The elderly, of course, should be encouraged to be most cautious; and Church ministers should be most solicitous to ensure as many as possible who cannot attend live Masses receive home visits and Holy Communion.

At the same time, every Catholic who doesn’t attend live Mass should undertake some religious practice on Sundays (for approximately the amount of time they’d spend at Mass) for the good of their souls and fulfillment of their religious obligations.

Finally, bishops should not turn the reopening into a litigation-avoiding affair, by putting the diocesan general counsel in charge of instituting rules and caveats to be read at Masses. If they do, people will know it, and it will alienate souls from the Church.

 

Economy and Transportation

If not already open, we should first open businesses that supply the economy: trucking, shipping ports, factories, construction companies and sites, wholesale suppliers.

Then businesses that supply daily needs: e.g., banking, supermarkets, pharmacies.

Then businesses that supply unessential services: restaurants, tourism, hair salons.

Public recreation areas (parks and beaches): These are important for people’s mental health. Some cities have recommended closing down streets to allow people to go outside while keeping safe distances.

 

Schools

Higher education: Most institutions have continued via online.
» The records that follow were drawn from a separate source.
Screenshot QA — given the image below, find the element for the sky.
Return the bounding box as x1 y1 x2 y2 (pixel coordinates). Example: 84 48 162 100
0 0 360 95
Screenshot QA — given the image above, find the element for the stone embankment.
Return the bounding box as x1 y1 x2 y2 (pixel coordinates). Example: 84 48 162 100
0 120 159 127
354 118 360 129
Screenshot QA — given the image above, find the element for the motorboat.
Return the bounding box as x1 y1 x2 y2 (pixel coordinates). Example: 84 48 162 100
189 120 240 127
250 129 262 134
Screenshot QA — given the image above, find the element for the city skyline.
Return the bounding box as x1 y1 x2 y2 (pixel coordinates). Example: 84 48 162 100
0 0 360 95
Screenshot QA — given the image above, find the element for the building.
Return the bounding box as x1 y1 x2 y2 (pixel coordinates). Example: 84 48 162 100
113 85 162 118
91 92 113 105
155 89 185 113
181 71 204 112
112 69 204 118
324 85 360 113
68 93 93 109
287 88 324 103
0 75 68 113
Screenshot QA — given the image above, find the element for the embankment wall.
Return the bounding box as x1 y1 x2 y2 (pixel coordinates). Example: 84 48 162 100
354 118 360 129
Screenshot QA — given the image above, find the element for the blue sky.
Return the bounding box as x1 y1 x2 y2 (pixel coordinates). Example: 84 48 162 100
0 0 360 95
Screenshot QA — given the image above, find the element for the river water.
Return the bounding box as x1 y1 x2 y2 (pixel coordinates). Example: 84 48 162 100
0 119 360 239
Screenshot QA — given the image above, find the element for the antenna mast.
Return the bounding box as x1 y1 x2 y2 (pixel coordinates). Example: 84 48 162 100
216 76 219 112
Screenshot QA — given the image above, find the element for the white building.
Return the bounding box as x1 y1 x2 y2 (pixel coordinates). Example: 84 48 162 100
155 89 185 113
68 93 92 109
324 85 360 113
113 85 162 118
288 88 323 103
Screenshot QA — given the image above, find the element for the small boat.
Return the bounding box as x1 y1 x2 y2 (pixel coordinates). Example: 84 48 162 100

Secondary education: Schools that have been shut down and haven’t gone online may consider implementing summer online programs to make up material. Parental support is essential for success at this level of education. And parents must be responsible for their children going to virtual class and completing assignments.

Primary schools should be the last to reopen since small children are least reliable to engage in safety measures and since children must rely on adults to protect them from being exposed to unnecessary risks.

 

Final Thoughts

Everyone should be prepared to engage in social distancing for the rest of the summer, wearing masks, not leaving home except for good reasons, and continuing to engage in pandemic hygiene (e.g., showering and changing clothes after any significant social interaction outside one’s community of quarantine).    

We should be mindful that in reopening our communities, more vulnerable groups may rightly be prioritized, sometimes exposing less vulnerable groups to heightened risk. For example, when the Florida governor announced last week that Jacksonville Beach would partially reopen, I was at first quite concerned. I have a home in Jax Beach and am familiar with the population who’d come out if restrictions were lifted. My wife expressed the concern to a local cop, who told her that the governor made the decision because incidents of domestic abuse were very high and the people needed a social release to relieve the pressure caused by the lockdown. This put the decision into perspective.

We need to be careful of creating a “snitch” culture. The already habitual unneighborliness found in many of our communities doesn’t need exacerbation by neighbors becoming public informants.

Finally, all reopening measures should be taken to be provisional by everyone. If early evidence shows that transmission rates of COVID-19 are dangerously increasing, we all need to be ready to reaccept lockdown measures. All need to take responsibility to prevent a second wave.

E. Christian Brugger is professor of moral theology at

Saint Vincent de Paul Regional Seminary in Boynton Beach, Florida.